SUPERVISION 2 - Transactions

Transaction-processing systems provide a more programmer-interface to
concurrency by masking its effects for snippets of code known as
"transaction".  The guarantees of transactional systems are described by the
ACID properties: atomicity, consistency, isolation, and durability.
Transaction systems shift the burden of managing concurrency away from the end
programmer into databases, language runtimes, and operating systems -- and by
masking its effects, allow flexibility in how the ACID properties are
implemented.


Question 1. ACID properties

  (a) In the context of multi-threading, "atomicity" meant something different
      than in transaction systems.  If we simply associate locks with objects
      in a transaction system to implement 2-phase locking (2PL), which ACID
      properties fall out naturally, and which require additional work?  Why?

  (b) Our definition of "isolation" is grounded in "serialisability": the
      appearance of concurrently executing transactions within a system to
      conform to serial execution.  In lecture, we discussed "conflict
      serialisability", in which a schedule is considered serialisable if two
      transactions operating on overlapping sets of objects order all
      conflicting (non-commutative) operations the same way.
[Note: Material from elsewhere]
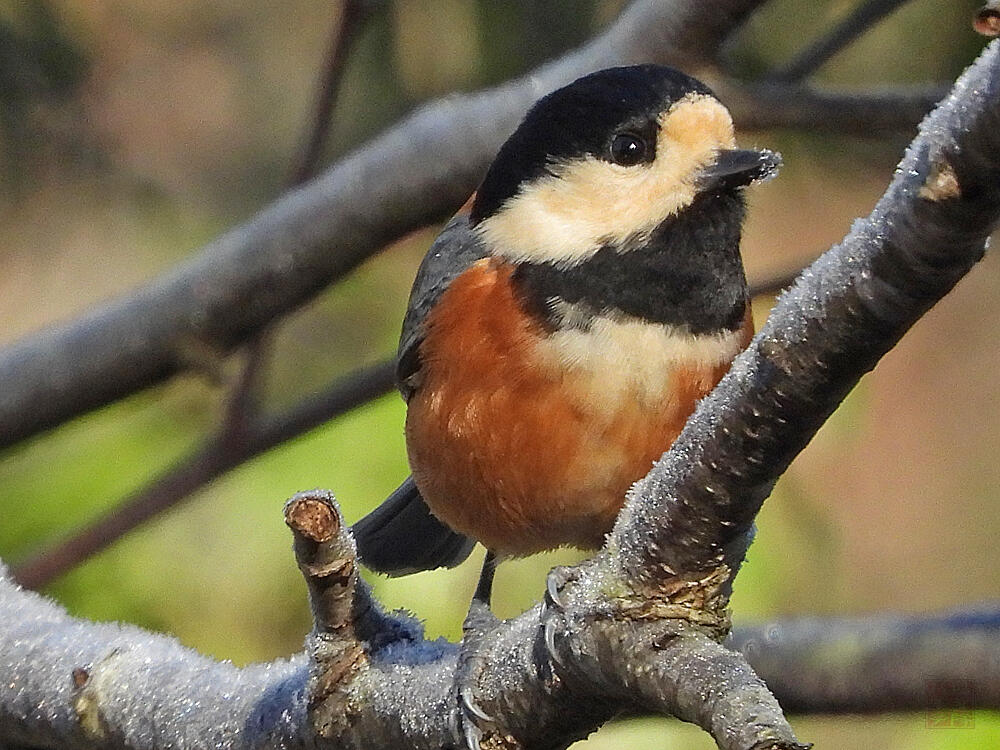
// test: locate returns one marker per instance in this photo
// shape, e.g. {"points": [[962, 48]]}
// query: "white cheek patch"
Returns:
{"points": [[566, 217], [627, 358]]}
      For the following two transactions, enumerate all interleavings under
      the assumption that individual operations on objects are atomic.  For
      each, is it a serial execution?  A conflict-serialisable execution?

      transaction T1 {
        a = A.getBalance();
        b = B.getBalance();
        return (a + b);
      }

      transaction T2 {
        A.debit(100);
        B.credit(100);
      }

  (c) In transaction systems, "atomicity" refers to transactions being
      committed fully or not at all.  Why might it be easier to implement
      transaction atomicity with optimistic concurrency control than with
      2PL?

  (d) One limitation of 2PL is that it can suffer "cascading abort", as it
      implements "isolation" rather than "strict isolation".  In the above
      transactions, B.creditt(100) may abort due to insufficient funds;
      illustrate a 2PL schedule in which aborting T2 triggers a cascading
      abort of T1.  Why would strict 2PL have prevented this problem?

      NB: This question has been modified from the original; "A.debit(100)"
      has been replaced with "B.credit(100)", and T1/T2 have been swapped.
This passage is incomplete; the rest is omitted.